For a strong bottomwater-drive oilrim reservoir with a stable gas/oil contact, optimum well spacing depends on oil-rim thickness and the ratio of horizontal to vertical permeability. At this optimum well spacing, the oil- recovery factor depends on sand quality (permeability) and relative permeability endpoints. For a 15-m-thick isotropic formation with equal horizontal and vertical permeabilities, the theoretical optimum well spacing can be approximately 15 m, and the corresponding maximum oil-recovery factor can be approximately 45%. The predicted field recovery factor is 27% for the study field with 41 ICD completed horizontal wells; the well spacing was approximately 200 m. This implied that more work can be done to improve the oil recovery in this 15-m-thick oil-rim reservoir.
Dual-String Smart-HorizontalWell Completion
Smart-horizontal-well completion can be further enhanced on the basis of targeted different drainage areas being penetrated. The alternative could be drilling two wells instead of one well or multilateral wells. The advantage of this dual-string completion is to access two drainage points simultaneously rather than one for a single-string horizontal wellbore. A modified dual-string completion was implemented to drain the reserves from the two sides separately. Coupled wellbore and dynamic- model simulation first showed that the dual string without ICD completion could produce more if unconstrained. How ever, high-influx regions should be choked selectively to minimize risk of erosion and ensure life-cycle production.

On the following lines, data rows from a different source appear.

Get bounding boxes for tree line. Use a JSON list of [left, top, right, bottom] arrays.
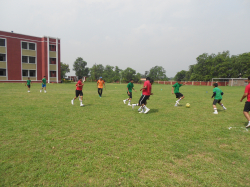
[[61, 57, 168, 83], [174, 51, 250, 81]]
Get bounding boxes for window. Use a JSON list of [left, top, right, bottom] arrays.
[[23, 70, 36, 77], [0, 69, 6, 76], [29, 56, 36, 64], [50, 58, 56, 64], [22, 56, 36, 64], [22, 42, 28, 49], [23, 70, 29, 77], [0, 38, 5, 47], [29, 43, 36, 50], [29, 70, 36, 77], [22, 42, 36, 50], [0, 54, 6, 61], [22, 56, 28, 63], [50, 71, 56, 77], [49, 45, 56, 51]]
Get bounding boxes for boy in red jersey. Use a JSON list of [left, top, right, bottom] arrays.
[[132, 77, 153, 114], [240, 76, 250, 128], [71, 76, 84, 106]]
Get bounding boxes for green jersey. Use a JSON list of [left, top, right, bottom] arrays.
[[172, 82, 182, 93], [27, 79, 31, 86], [213, 87, 222, 100], [127, 82, 134, 92], [42, 78, 46, 84]]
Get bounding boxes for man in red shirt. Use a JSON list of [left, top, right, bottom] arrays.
[[240, 76, 250, 128], [71, 78, 84, 106], [132, 77, 153, 114]]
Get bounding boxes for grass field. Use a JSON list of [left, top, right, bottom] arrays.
[[0, 83, 250, 186]]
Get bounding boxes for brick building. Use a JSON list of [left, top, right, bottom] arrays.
[[0, 31, 61, 83]]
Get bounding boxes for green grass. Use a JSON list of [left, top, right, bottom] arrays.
[[0, 83, 250, 186]]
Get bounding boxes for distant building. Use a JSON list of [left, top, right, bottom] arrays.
[[0, 31, 61, 83]]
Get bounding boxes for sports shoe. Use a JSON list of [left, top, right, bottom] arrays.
[[144, 108, 150, 114], [132, 104, 136, 109]]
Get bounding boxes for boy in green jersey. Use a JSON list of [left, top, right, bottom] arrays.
[[25, 77, 32, 92], [172, 79, 186, 106], [211, 83, 226, 114], [123, 79, 136, 106], [40, 76, 46, 93]]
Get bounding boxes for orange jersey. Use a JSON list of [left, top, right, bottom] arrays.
[[97, 80, 105, 88]]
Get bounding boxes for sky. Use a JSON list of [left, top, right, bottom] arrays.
[[0, 0, 250, 77]]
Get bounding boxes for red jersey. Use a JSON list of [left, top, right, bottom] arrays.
[[76, 80, 83, 90], [245, 83, 250, 102], [142, 80, 152, 95]]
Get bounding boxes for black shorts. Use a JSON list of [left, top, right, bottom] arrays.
[[139, 95, 149, 105], [127, 92, 132, 99], [175, 92, 183, 99], [243, 101, 250, 112], [213, 99, 222, 105], [76, 90, 83, 97]]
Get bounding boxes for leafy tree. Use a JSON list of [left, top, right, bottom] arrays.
[[73, 57, 89, 77], [148, 66, 168, 81], [60, 62, 70, 79], [90, 64, 105, 81], [121, 68, 136, 82]]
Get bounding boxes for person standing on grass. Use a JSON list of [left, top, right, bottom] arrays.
[[40, 76, 46, 93], [211, 83, 227, 114], [97, 77, 106, 98], [25, 77, 32, 92], [123, 79, 136, 106], [172, 79, 186, 106], [132, 77, 153, 114], [71, 79, 84, 106], [240, 76, 250, 128]]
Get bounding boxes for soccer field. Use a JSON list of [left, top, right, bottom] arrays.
[[0, 83, 250, 186]]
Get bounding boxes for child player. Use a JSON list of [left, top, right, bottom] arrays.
[[71, 76, 84, 106], [40, 76, 46, 93], [97, 77, 106, 98], [25, 77, 32, 92], [240, 76, 250, 128], [123, 79, 136, 106], [211, 83, 226, 114], [132, 77, 153, 114], [172, 79, 185, 106]]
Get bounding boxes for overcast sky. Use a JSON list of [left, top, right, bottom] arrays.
[[0, 0, 250, 77]]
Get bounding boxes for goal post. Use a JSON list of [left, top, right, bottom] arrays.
[[211, 78, 247, 86]]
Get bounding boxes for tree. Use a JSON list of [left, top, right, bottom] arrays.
[[148, 66, 168, 81], [73, 57, 89, 78], [121, 68, 136, 82], [90, 64, 105, 81], [60, 62, 70, 79]]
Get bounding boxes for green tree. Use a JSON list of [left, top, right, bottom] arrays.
[[148, 66, 168, 81], [73, 57, 89, 77], [60, 62, 70, 79], [90, 64, 105, 81]]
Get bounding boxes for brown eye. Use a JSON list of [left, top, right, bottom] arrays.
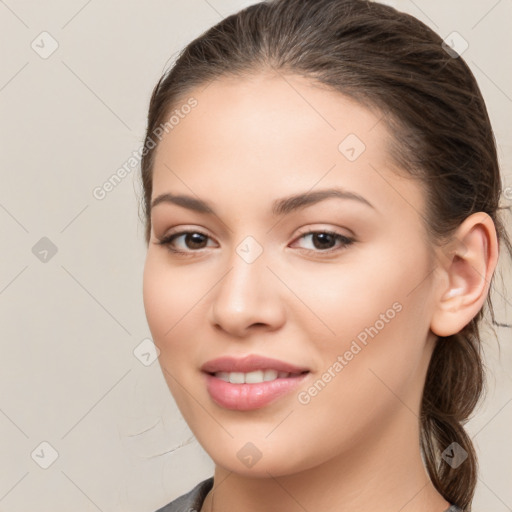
[[298, 231, 354, 252]]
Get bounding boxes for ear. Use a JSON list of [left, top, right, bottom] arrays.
[[430, 212, 498, 336]]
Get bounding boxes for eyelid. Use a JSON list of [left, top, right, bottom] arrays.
[[155, 226, 356, 258]]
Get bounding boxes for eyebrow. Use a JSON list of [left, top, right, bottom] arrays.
[[151, 188, 375, 216]]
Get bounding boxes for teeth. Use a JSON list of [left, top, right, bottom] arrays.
[[215, 370, 291, 384]]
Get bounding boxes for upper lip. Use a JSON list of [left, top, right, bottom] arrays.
[[201, 354, 309, 373]]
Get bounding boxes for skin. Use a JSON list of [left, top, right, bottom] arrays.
[[143, 73, 497, 512]]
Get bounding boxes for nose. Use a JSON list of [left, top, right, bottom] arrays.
[[208, 242, 285, 338]]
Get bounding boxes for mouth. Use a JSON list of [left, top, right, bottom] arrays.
[[202, 356, 311, 411], [209, 369, 309, 384]]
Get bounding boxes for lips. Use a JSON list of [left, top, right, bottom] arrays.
[[201, 355, 309, 374], [201, 355, 310, 411]]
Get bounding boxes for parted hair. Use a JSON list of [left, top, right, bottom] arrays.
[[141, 0, 512, 511]]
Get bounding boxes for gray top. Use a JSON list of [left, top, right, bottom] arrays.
[[156, 476, 463, 512]]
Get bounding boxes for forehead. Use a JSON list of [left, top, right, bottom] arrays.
[[153, 73, 422, 221]]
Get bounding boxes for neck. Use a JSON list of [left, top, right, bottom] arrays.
[[201, 407, 450, 512]]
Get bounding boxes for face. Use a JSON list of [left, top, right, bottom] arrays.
[[143, 71, 440, 476]]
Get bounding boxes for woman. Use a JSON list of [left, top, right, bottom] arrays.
[[138, 0, 512, 512]]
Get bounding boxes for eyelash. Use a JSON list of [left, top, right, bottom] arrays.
[[155, 230, 355, 257]]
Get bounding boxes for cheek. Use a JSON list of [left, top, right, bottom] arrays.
[[143, 250, 197, 354]]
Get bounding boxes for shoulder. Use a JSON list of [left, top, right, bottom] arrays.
[[156, 476, 213, 512]]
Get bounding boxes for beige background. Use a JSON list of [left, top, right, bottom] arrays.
[[0, 0, 512, 512]]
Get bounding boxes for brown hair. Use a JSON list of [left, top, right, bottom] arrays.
[[138, 0, 512, 510]]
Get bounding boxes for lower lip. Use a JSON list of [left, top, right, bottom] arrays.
[[205, 373, 309, 411]]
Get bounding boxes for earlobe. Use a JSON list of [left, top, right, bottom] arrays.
[[430, 212, 498, 337]]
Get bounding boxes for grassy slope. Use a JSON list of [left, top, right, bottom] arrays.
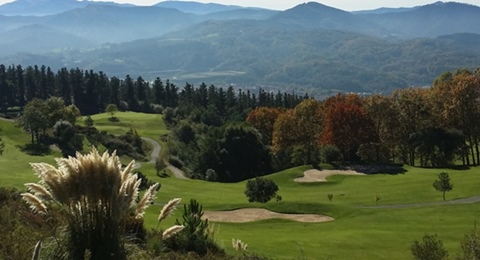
[[0, 113, 480, 259]]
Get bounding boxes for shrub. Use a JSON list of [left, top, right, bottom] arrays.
[[245, 178, 278, 203], [410, 234, 448, 260], [321, 145, 342, 164], [150, 104, 163, 114], [166, 199, 222, 256]]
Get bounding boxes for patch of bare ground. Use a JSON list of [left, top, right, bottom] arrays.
[[203, 208, 335, 223], [294, 169, 365, 182]]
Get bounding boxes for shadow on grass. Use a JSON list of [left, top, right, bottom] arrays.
[[449, 165, 470, 171], [17, 144, 52, 156], [344, 164, 407, 175], [157, 171, 170, 178]]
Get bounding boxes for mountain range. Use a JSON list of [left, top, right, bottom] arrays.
[[0, 0, 480, 93]]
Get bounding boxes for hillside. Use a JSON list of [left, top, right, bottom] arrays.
[[0, 0, 480, 93], [360, 2, 480, 38], [2, 20, 480, 93]]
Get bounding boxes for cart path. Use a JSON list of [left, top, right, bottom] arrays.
[[357, 196, 480, 209], [139, 137, 188, 179]]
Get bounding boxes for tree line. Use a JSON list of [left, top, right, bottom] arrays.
[[247, 69, 480, 167], [168, 69, 480, 181], [0, 64, 304, 119]]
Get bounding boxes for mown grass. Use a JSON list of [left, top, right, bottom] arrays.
[[0, 112, 480, 259], [77, 112, 169, 141]]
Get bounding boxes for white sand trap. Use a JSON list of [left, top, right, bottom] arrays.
[[202, 208, 335, 223], [294, 169, 365, 182]]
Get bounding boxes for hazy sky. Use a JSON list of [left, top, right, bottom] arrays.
[[0, 0, 480, 11]]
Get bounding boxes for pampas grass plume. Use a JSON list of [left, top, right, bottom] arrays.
[[32, 240, 42, 260], [162, 225, 185, 240], [158, 198, 182, 222], [25, 183, 52, 200], [21, 193, 47, 214]]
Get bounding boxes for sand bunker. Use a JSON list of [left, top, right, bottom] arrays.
[[294, 169, 365, 182], [203, 208, 334, 223]]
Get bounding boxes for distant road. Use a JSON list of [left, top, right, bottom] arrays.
[[0, 117, 15, 122]]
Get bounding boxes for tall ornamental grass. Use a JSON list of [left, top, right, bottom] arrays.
[[22, 149, 159, 260]]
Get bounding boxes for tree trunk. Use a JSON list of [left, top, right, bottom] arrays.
[[475, 138, 480, 163], [468, 137, 477, 165]]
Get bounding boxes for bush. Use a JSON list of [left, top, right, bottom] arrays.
[[410, 234, 448, 260], [245, 178, 278, 203], [357, 143, 389, 164], [165, 199, 222, 256], [321, 145, 342, 164]]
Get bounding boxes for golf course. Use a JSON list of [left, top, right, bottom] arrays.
[[0, 112, 480, 259]]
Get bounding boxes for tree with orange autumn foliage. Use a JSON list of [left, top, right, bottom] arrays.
[[272, 99, 323, 164], [431, 69, 480, 164], [247, 107, 282, 145], [321, 95, 378, 161]]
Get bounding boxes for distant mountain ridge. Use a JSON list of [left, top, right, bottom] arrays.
[[0, 0, 480, 92], [0, 0, 134, 16], [154, 1, 244, 15]]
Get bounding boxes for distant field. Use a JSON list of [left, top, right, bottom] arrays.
[[173, 71, 245, 80], [0, 112, 480, 259], [77, 112, 169, 141]]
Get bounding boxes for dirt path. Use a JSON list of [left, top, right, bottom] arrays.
[[0, 117, 15, 122], [135, 137, 188, 179], [203, 208, 334, 223], [167, 164, 188, 180], [142, 137, 162, 163]]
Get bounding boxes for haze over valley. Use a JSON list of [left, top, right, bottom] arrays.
[[0, 0, 480, 95]]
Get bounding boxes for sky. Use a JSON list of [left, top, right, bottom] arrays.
[[0, 0, 480, 11]]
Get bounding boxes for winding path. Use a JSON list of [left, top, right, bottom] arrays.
[[0, 117, 15, 122], [139, 137, 188, 180], [0, 117, 188, 180]]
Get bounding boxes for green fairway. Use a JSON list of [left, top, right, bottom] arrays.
[[77, 112, 168, 141], [0, 112, 480, 259]]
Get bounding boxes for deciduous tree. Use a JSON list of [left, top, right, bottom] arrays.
[[105, 104, 118, 119], [433, 172, 453, 201], [322, 94, 378, 161], [247, 107, 282, 145]]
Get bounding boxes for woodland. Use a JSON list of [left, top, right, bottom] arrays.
[[0, 65, 480, 182]]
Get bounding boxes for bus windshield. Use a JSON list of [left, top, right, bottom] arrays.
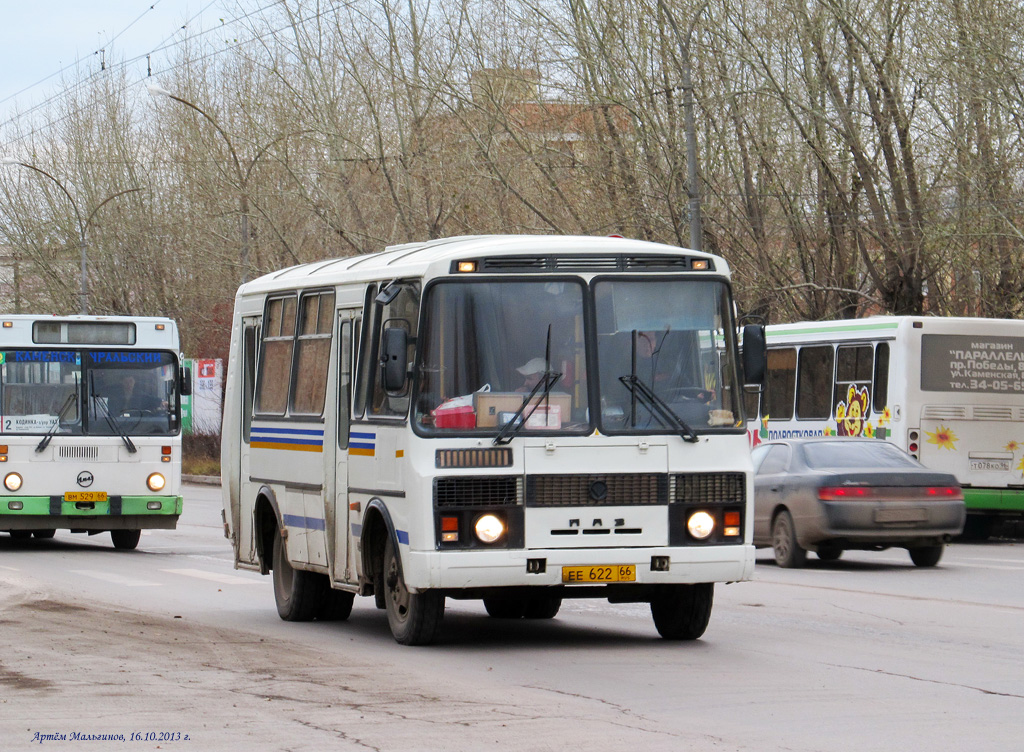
[[0, 349, 178, 435], [594, 279, 741, 435], [415, 279, 589, 433]]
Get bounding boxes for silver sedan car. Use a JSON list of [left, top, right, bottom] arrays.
[[753, 438, 967, 567]]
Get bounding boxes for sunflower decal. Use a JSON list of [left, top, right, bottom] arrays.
[[925, 425, 959, 452]]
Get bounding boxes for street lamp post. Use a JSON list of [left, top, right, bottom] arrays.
[[0, 157, 142, 316], [145, 83, 251, 282]]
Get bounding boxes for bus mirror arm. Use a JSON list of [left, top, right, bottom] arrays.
[[381, 327, 409, 391], [742, 324, 768, 384]]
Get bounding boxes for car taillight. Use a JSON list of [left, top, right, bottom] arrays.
[[818, 486, 874, 501]]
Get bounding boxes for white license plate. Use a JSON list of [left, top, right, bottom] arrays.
[[971, 460, 1010, 472], [874, 507, 928, 523]]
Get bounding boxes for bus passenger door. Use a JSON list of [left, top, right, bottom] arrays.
[[325, 308, 359, 583]]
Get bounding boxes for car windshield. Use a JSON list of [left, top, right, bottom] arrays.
[[0, 349, 178, 435], [594, 279, 742, 433], [804, 441, 920, 470], [415, 279, 590, 433]]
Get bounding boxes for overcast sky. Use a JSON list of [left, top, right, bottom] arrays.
[[0, 0, 225, 121]]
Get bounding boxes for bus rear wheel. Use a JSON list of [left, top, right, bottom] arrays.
[[111, 530, 142, 551], [650, 582, 715, 639], [382, 536, 444, 645], [272, 528, 321, 622]]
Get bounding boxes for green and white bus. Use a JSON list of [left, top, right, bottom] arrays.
[[748, 317, 1024, 537], [0, 316, 189, 549]]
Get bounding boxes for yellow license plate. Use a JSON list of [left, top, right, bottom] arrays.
[[562, 565, 637, 582], [65, 491, 106, 501]]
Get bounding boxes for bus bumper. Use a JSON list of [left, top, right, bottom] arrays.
[[964, 488, 1024, 514], [402, 545, 755, 597], [0, 496, 183, 531]]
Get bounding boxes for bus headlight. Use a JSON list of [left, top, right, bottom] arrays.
[[473, 514, 505, 543], [686, 512, 715, 541]]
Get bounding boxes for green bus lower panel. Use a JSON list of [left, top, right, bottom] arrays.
[[0, 496, 183, 531], [964, 489, 1024, 513]]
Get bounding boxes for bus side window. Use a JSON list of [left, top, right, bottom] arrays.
[[761, 347, 797, 420], [797, 344, 836, 420], [242, 324, 259, 444], [256, 295, 296, 415], [834, 344, 873, 424], [872, 342, 889, 413], [338, 319, 352, 449], [292, 291, 334, 416]]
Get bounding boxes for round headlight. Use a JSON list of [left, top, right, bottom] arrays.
[[686, 512, 715, 541], [3, 472, 22, 491], [474, 514, 505, 543]]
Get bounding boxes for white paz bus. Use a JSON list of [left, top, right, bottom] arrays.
[[222, 236, 764, 644], [748, 316, 1024, 537], [0, 316, 189, 549]]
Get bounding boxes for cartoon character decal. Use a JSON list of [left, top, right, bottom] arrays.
[[836, 384, 874, 436]]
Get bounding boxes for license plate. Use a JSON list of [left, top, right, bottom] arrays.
[[874, 508, 928, 523], [562, 565, 637, 582], [65, 491, 106, 501], [971, 460, 1010, 472]]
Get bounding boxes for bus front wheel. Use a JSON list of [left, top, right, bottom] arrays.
[[382, 536, 444, 645], [111, 530, 142, 551], [272, 529, 319, 622], [650, 582, 715, 639]]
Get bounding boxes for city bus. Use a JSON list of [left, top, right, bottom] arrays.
[[0, 315, 189, 549], [746, 316, 1024, 538], [221, 236, 764, 644]]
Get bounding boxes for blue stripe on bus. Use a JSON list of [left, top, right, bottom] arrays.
[[252, 425, 324, 436], [285, 514, 327, 530], [250, 433, 324, 447]]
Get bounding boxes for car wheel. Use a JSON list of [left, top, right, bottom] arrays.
[[111, 530, 142, 551], [383, 536, 444, 645], [771, 509, 807, 569], [650, 582, 715, 639], [817, 546, 843, 561], [907, 543, 945, 567], [272, 529, 327, 622]]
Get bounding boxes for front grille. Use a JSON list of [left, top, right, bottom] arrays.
[[57, 447, 99, 460], [434, 475, 522, 509], [672, 472, 746, 504], [526, 472, 669, 506]]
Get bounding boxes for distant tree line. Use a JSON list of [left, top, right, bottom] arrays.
[[0, 0, 1024, 354]]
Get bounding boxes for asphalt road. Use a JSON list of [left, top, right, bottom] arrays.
[[0, 486, 1024, 752]]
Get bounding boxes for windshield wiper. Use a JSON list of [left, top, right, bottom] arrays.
[[36, 391, 78, 452], [89, 383, 138, 454], [618, 374, 700, 444], [494, 371, 562, 444]]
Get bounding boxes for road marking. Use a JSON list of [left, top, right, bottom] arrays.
[[69, 570, 161, 587], [161, 570, 263, 585]]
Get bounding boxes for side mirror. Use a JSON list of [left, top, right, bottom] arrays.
[[743, 324, 768, 384], [380, 327, 409, 391]]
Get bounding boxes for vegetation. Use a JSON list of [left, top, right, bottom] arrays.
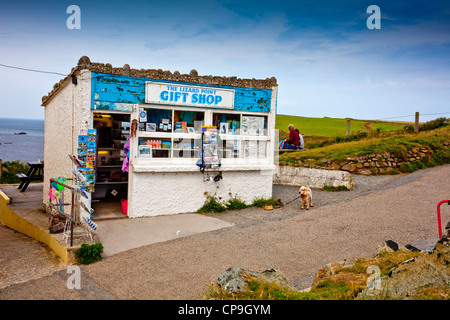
[[75, 243, 103, 264], [204, 250, 426, 300], [197, 192, 280, 213], [279, 125, 450, 173], [322, 185, 349, 191], [0, 160, 30, 184], [275, 114, 409, 137]]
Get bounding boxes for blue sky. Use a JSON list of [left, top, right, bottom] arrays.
[[0, 0, 450, 121]]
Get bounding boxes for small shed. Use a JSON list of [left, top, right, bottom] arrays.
[[42, 56, 277, 218]]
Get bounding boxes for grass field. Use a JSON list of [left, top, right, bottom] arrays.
[[275, 114, 411, 137]]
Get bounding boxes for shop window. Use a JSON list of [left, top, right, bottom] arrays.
[[173, 110, 205, 133], [212, 113, 241, 135], [241, 115, 267, 136], [138, 138, 172, 158], [219, 139, 241, 159], [139, 108, 172, 132], [242, 140, 267, 159], [173, 138, 201, 158]]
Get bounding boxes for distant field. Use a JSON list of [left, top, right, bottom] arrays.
[[275, 114, 409, 137]]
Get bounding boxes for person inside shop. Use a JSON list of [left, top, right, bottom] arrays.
[[283, 124, 300, 149]]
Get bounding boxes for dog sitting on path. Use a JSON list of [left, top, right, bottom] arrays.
[[298, 186, 314, 210]]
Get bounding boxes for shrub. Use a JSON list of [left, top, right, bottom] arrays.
[[75, 243, 103, 264], [322, 185, 349, 191], [0, 160, 30, 184], [225, 193, 249, 210], [252, 197, 281, 207], [197, 192, 227, 213]]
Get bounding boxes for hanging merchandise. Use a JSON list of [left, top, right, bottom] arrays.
[[197, 126, 222, 182], [122, 137, 130, 172]]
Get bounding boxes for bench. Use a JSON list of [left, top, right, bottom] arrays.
[[16, 162, 44, 192]]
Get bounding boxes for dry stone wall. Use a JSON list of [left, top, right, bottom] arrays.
[[290, 141, 450, 175]]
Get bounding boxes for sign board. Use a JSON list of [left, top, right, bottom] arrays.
[[145, 81, 234, 109]]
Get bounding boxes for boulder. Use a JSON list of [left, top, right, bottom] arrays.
[[217, 267, 297, 293], [383, 237, 450, 299], [311, 259, 355, 288]]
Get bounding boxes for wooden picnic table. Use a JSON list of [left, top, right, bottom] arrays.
[[16, 161, 44, 192]]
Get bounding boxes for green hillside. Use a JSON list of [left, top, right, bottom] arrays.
[[275, 114, 409, 137]]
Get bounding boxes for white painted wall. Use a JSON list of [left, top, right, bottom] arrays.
[[43, 70, 92, 205], [128, 170, 272, 218]]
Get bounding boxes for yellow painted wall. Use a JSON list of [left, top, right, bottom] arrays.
[[0, 190, 69, 264]]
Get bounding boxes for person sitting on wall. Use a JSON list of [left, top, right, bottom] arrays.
[[283, 124, 300, 150], [295, 129, 305, 149]]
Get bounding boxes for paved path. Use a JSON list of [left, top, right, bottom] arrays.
[[0, 165, 450, 299]]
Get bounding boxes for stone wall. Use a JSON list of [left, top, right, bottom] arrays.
[[297, 141, 450, 175], [273, 166, 355, 190]]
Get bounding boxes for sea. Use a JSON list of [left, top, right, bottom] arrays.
[[0, 118, 44, 162]]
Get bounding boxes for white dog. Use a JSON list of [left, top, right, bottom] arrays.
[[298, 186, 314, 210]]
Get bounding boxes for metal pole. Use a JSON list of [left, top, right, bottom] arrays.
[[438, 200, 450, 239], [414, 112, 419, 133], [70, 190, 75, 247]]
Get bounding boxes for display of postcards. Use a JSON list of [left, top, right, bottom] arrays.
[[161, 141, 170, 149], [219, 122, 228, 134], [139, 145, 152, 158], [88, 129, 97, 136], [203, 131, 217, 143], [139, 110, 147, 122], [146, 123, 156, 132]]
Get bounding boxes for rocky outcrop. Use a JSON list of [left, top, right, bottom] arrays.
[[217, 267, 296, 293], [382, 237, 450, 299]]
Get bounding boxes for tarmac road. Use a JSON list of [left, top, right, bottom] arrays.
[[0, 165, 450, 300]]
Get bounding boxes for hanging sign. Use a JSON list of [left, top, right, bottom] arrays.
[[145, 82, 234, 109]]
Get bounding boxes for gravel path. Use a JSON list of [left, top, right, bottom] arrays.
[[0, 165, 450, 299]]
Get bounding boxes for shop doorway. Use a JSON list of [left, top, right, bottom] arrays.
[[92, 113, 130, 220]]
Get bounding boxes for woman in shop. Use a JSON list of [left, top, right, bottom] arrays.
[[283, 124, 300, 149]]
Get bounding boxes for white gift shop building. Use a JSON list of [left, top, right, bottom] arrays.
[[42, 56, 277, 219]]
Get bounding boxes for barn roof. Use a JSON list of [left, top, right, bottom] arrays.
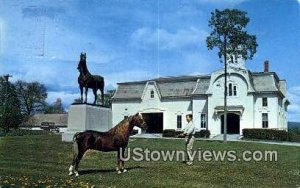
[[113, 72, 286, 100]]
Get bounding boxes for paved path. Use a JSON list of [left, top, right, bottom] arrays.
[[131, 134, 300, 147]]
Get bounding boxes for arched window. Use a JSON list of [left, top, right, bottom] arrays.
[[150, 90, 154, 99], [228, 83, 232, 96], [233, 86, 237, 96]]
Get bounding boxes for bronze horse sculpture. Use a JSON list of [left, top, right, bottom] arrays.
[[77, 53, 104, 105], [69, 113, 146, 176]]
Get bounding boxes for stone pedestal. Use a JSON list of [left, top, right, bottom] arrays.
[[62, 104, 112, 142]]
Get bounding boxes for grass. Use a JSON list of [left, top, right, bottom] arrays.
[[0, 135, 300, 187]]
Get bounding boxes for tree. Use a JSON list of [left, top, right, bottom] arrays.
[[0, 75, 22, 132], [97, 90, 115, 108], [206, 9, 257, 142], [15, 80, 47, 118], [45, 98, 65, 114]]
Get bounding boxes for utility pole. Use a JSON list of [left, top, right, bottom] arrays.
[[3, 74, 12, 132]]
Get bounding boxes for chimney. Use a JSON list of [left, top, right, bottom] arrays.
[[264, 60, 269, 72]]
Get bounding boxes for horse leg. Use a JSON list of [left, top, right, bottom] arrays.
[[84, 87, 89, 103], [116, 149, 122, 174], [79, 85, 83, 103], [116, 148, 127, 174], [69, 140, 87, 176], [121, 148, 127, 173], [93, 88, 97, 104], [100, 87, 104, 105]]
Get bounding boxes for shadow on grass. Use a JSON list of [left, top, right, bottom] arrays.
[[78, 166, 146, 175]]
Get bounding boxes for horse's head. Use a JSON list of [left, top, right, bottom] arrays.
[[77, 53, 86, 73], [131, 113, 147, 129], [80, 53, 86, 61]]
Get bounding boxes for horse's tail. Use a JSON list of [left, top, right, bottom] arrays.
[[73, 133, 79, 156]]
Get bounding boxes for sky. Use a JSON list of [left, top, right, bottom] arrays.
[[0, 0, 300, 122]]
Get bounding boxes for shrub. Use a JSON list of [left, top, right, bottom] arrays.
[[131, 129, 139, 135], [288, 132, 300, 142], [243, 129, 289, 141], [195, 130, 210, 138], [162, 129, 176, 137]]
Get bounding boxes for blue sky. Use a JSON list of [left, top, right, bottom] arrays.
[[0, 0, 300, 121]]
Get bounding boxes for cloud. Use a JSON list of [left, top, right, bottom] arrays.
[[288, 86, 300, 122], [195, 0, 249, 5], [131, 27, 208, 50], [22, 6, 65, 19]]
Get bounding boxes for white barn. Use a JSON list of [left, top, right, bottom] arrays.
[[112, 61, 289, 136]]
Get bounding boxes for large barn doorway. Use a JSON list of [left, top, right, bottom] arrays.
[[221, 113, 240, 134], [142, 113, 164, 133]]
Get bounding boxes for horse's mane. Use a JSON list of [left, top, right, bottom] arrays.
[[79, 60, 90, 74], [108, 116, 132, 133]]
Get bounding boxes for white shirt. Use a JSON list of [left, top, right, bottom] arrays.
[[183, 121, 196, 135]]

The model study also showed that optimized ICD completion, providing the necessary selective choking, could reduce this risk significantly. Feasibility of adding active inflow-control valves was also studied for selectively choking excessive water and gas inflow during life-cycle production. Nevertheless, this approach was not adopted because it would lower the smart-horizontal-well value. Two horizontal wells in this field were completed by this dual-string ICD wellbore design. Both long and short strings were producing at similar oil rates and having similar trends. No significant water production has been observed to date. GOR increased slightly above the solution-gas ratio, particularly from the long string.
Auto-Lift Smart-Horizontal-Well Completion
Producing from oil-rim reservoirs may still require designing and implementing a viable artificial-lift method. In a field having multiple stacked reservoirs, one option could be the use of gas production from the upper (predominantly gas) layers for lifting the oil produced from the lower reservoir sands. Control of gas production from the section of the completion contacting upper gas-bearing sands can be optimized by actively adjusting the choke of the installed inflow-control valves.
Following the authors’ benchmark, smart-horizontal-well completion was implemented with ICDs to balance the flow by equalizing the pressure drawdown and delaying the water and gas breakthrough. This unique multizone, multiphase commingled production greatly enhanced the value of the horizontal wells and the field development project.